Roy Mundorff

Biographical details
- Born: February 20, 1897 Gettysburg, Pennsylvania, U.S.
- Died: December 2, 1966 (aged 69) Atlanta, Georgia, U.S.
- Education: Gettysburg College

Coaching career (HC unless noted)

Men's basketball
- 1921–1922: New Madison HS (OH)
- 1922–1924: Atlanta Central YMCA
- 1924–1926: Georgia Tech (freshmen)
- 1926–1943: Georgia Tech

Baseball
- 1926–1939: Georgia Tech (freshmen)
- 1940–1943: Georgia Tech

Administrative career (AD unless noted)
- 1946–1951: Georgia Tech (asst. AD)
- 1952–1953: Louisville

Head coaching record
- Overall: 173–134 (.564) (basketball) 26–36–1 (.421) (baseball)

Accomplishments and honors

Championships
- 1x SEC men's basketball tournament champion (1938)

= Roy Mundorff =

American college athletics coach and administrator (1897–1966)

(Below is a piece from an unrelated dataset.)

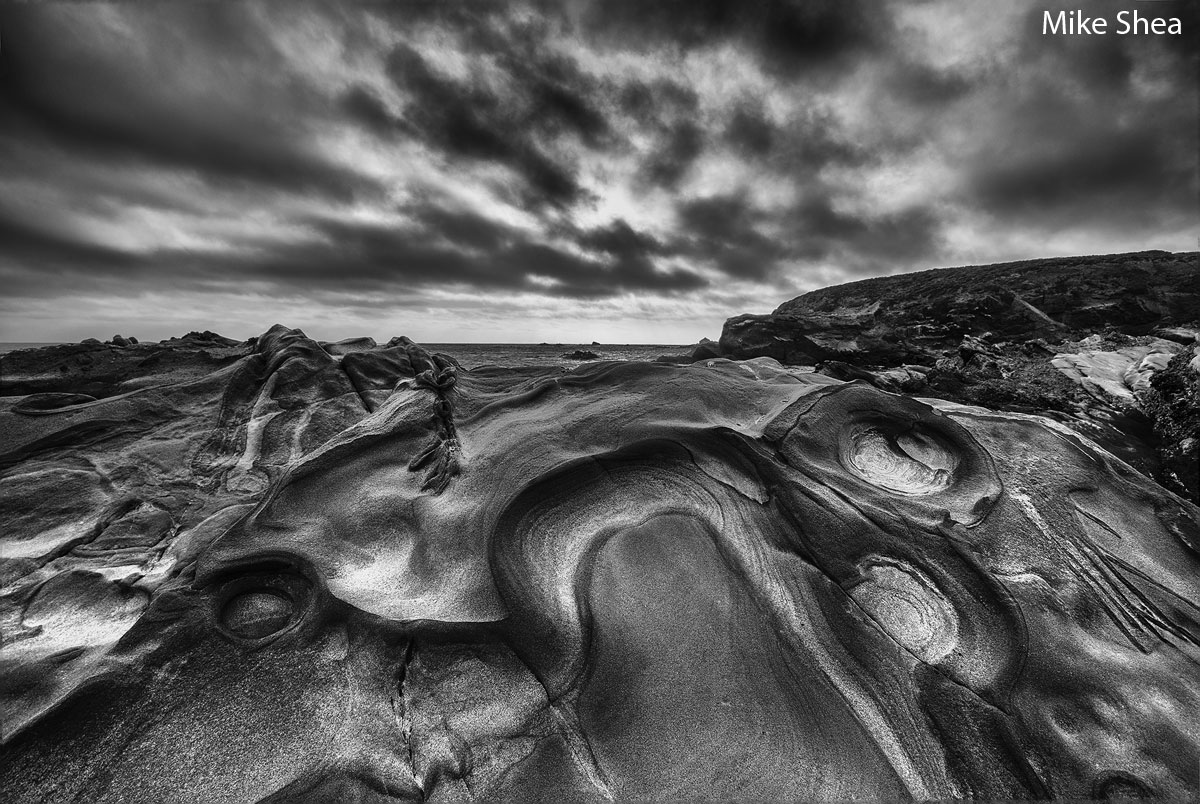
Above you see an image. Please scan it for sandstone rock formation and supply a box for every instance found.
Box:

Roy McClellan "Punk" Mundorff (February 20, 1897 – December 2, 1966) was an American basketball coach and administrator who was the head coach of the Georgia Tech Yellow Jackets men's basketball team from 1926 to 1943, head coach of the Georgia Tech Yellow Jackets baseball team from 1940 to 1943, and athletic director at Louisville from 1952 to 1953.

==Early life==
Mundorff was born in Gettysburg, Pennsylvania, on February 20, 1897 to J. McClelland and Emma Florence (Culp) Mundorff. He graduated from the Gettysburg Academy in 1916. He was a member of the Penn State basketball (1917–18), football (1917–18), and baseball teams (1918–1919). From 1918 to 1919, he played for the Bethlehem Sparrows Point Shipyard basketball team. He was also a member of the Penn State Students' Army Training Corps during World War I. He then attended Gettysburg College, where he played basketball and baseball. He graduated from Gettysburg in 1921 with a degree in mathematics.

==Coaching==
During the 1921–22 academic year, Mundorff taught mathematics and coached basketball at New Madison High School in New Madison, Ohio. In 1922, he joined the Georgia Tech faculty as an assistant professor of mathematics.

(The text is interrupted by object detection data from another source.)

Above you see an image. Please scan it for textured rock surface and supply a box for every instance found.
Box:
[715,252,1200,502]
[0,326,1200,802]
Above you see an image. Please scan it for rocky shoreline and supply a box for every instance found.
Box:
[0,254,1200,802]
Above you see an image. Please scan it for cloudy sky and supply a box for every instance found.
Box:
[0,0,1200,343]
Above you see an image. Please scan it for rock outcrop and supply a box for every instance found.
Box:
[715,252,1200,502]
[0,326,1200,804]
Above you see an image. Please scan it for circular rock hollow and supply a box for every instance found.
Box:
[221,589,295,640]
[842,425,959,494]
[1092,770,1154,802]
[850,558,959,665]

In 1922, Mundorff became coach of the Atlanta Central YMCA's basketball team. In 1924, he was named Georgia Tech's head freshman basketball coach. He was promoted to varsity coach in 1926. He led Tech to a 173–134 record over seventeen seasons. His best season was in 1937–38, when the Yellow Jackets went 18–2 and won the SEC men's basketball tournament.

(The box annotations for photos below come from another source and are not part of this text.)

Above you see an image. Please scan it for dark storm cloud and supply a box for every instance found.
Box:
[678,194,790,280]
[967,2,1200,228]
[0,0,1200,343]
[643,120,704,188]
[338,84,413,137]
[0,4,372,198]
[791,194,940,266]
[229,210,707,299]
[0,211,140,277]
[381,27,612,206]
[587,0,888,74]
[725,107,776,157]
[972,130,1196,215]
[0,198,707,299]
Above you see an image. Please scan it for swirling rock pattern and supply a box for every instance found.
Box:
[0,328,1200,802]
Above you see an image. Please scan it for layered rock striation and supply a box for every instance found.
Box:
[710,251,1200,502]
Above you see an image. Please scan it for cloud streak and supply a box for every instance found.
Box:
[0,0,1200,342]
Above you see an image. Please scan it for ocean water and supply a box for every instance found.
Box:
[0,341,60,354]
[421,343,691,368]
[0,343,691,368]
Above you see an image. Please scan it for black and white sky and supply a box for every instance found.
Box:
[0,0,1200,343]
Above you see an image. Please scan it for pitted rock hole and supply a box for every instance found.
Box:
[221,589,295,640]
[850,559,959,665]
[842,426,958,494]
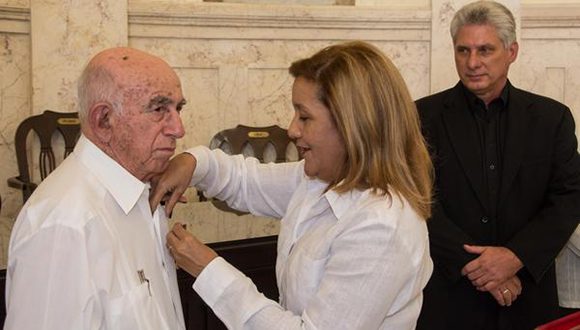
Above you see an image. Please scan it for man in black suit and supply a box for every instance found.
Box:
[417,1,580,330]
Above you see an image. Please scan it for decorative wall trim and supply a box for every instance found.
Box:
[129,3,431,41]
[521,4,580,40]
[0,6,30,34]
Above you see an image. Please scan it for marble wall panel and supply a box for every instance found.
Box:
[0,33,31,218]
[511,39,580,137]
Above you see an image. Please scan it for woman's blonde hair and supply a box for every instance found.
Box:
[289,41,433,219]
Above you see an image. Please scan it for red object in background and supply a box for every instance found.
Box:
[535,312,580,330]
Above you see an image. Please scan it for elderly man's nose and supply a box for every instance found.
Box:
[165,110,185,138]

In 1926, Mundorff began coaching Georgia Tech's freshman baseball team. From 1940 to 1943, Mundorff compiled a 26–36–1 record as the Yellow Jackets' varsity baseball coach.

==Military service==
Mundorff joined the United States Naval Reserve in 1931 after becoming acquainted with officers who taught at Georgia Tech's Navy Reserve Officers' Training Corps. He was ordered to active duty in 1940 and assigned to the training school at Harvard University in 1943. He headed the Harvard Naval Radar school during World War II, then served as the executive officer for the Naval Training School at Harvard. He was discharged in 1946.

==Administration==
After leaving the Navy, Mundorff returned to Georgia Tech as assistant athletic director, but did not resume coaching. In 1952, he became the director of athletics at the University of Louisville. He announced his resignation on October 6, 1953 – three days after the Louisville Cardinals football team lost 59–0 to Florida State. From 1954 to 1964, Mundorff was the supervisor of basketball officials for the Southeastern Conference.

==Personal life==
On June 2, 1928, Mundorff married Edith May Nelson of Thomaston, Georgia in Marion, Georgia. They had two sons – Roy Jr. and Thomas.

==Death==
On December 1, 1966, Mundorff suffered a heart attack while attending a Georgia Tech freshman basketball game at Alexander Memorial Coliseum. He was admitted to an Atlanta hospital and was reported to be in good condition. He suffered another heart attack on December 2 and died around 7 pm.